Types Of Employee Theft And Motives

Oct, 6 2021·2 min read

FinFind, a financial services company, together with the Department of Small Business Development and other business groups, published a report showing how Small, Medium and Micro Enterprises (SMME’s) bore the burden of the Coronavirus Lockdown. 42.7% Of small businesses were forced to close down due to financial problems and the inability to operate. 

The aftermath of the lockdown and the deteriorating economy is felt, not only by business owners but also by employees who are faced with salary cuts and increased financial liabilities. This has resulted in businesses, especially the retail industry, experiencing a rise in employee theft and making it even harder for businesses to recover.   

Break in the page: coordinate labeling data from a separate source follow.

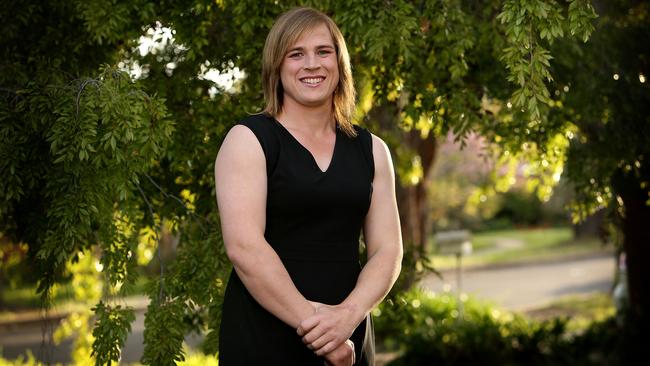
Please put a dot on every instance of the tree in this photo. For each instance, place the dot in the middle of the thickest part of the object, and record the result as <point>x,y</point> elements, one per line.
<point>608,99</point>
<point>95,160</point>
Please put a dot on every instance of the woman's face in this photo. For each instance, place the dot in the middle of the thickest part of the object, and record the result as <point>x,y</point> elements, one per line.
<point>309,70</point>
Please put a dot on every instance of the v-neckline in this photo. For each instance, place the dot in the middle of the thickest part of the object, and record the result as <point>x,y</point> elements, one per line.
<point>336,142</point>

According to the US Chamber of Commerce, an estimated 75% of employees, given the opportunity, will steal from their workplace.

Types of Employee Theft


Skimming occurs when an employee takes cash before it is entered into the books. This often looks like a simple human error when it is done in small amounts; until greediness takes over and the employee starts taking larger amounts of money. Skimming schemes are cover up with different methods to make it difficult to spot.

Under Ringing

Under ringing is when the cashier accounts for fewer products than what the customer paid for. They then keep the balance for themselves. This kind of theft is only detectable after an inventory count is done and compared with the sales report.

Product Theft

As the name states, this kind of theft is when employees steal products or office supplies. The loss of these products will have an impact on profit margins.


Sweethearting is when employees give their friends and families discounts or products. This type of theft can come in the form of under ringing or product theft and is covered up by voiding sales or failing to scan products.

Time Theft

Unlike the previous types of thefts, this one does not involve the theft of something tangible. It happens when employees get full compensation for working fewer hours than stipulated in their contracts. For instance, an employee can leave work early or return late from their breaks. As the saying goes, “Time is money”.

Reasons For Employee Theft

Employees often believe that the following are good motives for stealing:

  1. They are overworked and underpaid.
  2. They believe the impact of their theft will not be felt.
  3. They know that they can get away with it.
  4. They see it as part of their pay.
  5. They believe they deserve the ‘little bonus’.
  6. They feel wronged, mistreated or unappreciated.

SME owners face the difficult task of keeping their businesses running during a period where a lot of factors, such as the rise of employee theft, makes it close to impossible for some. The insight gathered from the various motives of employee theft suggests that businesses owners should not only look at improving their security but also employee satisfaction.